Monday, June 1, 2015

Another worthless meeting: The Discussion

By now, you should realize that my least favorite type of meeting is "The Public Reading." That said, there are several other types of meetings that I don't particularly enjoy, and I don't think move the needle much with the business. Given the amount of time we all spend in meetings, any efforts to make them more effective should be applauded.

So, as you can see from the title, another meeting I find less than thrilling is "The Discussion."
Some meetings might feel a little like they are nothing more than a discussion, and you might begin to wonder if you have fallen into the this kind of a meeting, so let me give you a few tips on how this type of meeting typically goes:
  • The agenda is to discuss a topic. You'd think this is a dead giveaway, but it really has to devolve worse than that to qualify. Some meetings to discuss may actually have an objective.
  • At least once during the meeting (and usually three times for an hour-long meeting), one contributor will drive the conversation down such a rat hole that you cannot tell what the topic is from the discussion.
  • Notes are not taken or are irregular in their structure and message.
  • The participants favor inclusion and freedom to discuss any topic for as long as desired over productive outcome-based discussion.
  • At the end of the meeting, another meeting to discuss is likely still required. These are sometimes disguised as "further review" or "deep dives" or "breakouts" but really they are just flags that you did not accomplish your meeting's objective.
If you've attended these types of meetings, they feel a whole lot like work. But they are not accomplishing all that much.

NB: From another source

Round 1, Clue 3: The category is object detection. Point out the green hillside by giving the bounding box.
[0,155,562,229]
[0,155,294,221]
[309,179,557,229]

If you think you have been sucked into this type of meeting, there are a few key things you can call out. Be warned: some people just like to talk and don't care if they are accomplishing much, and might take offense if you are asking them to stop rambling.
  • Ask what the meeting is trying to accomplish. Sometimes, people just don't know. Set a goal of what to accomplish and it will help drive towards it.
  • Ask who is facilitating (or if you are, facilitate!). Make sure it is clear who is in charge of saying "move to the next topic." 
  • Employ a "parking lot." Off topic conversations can be placed in the parking lot, allowing for determination later of whether or not that is a valid side discussion.
  • Take notes. Even if there is someone else whose job it is to take notes, you should as well. You may be able to augment the official meeting notes (if any go out). 
  • Don't feed the trolls. Identify who is just there to discuss and who is there to propel the business forward. Spend your energy on the latter.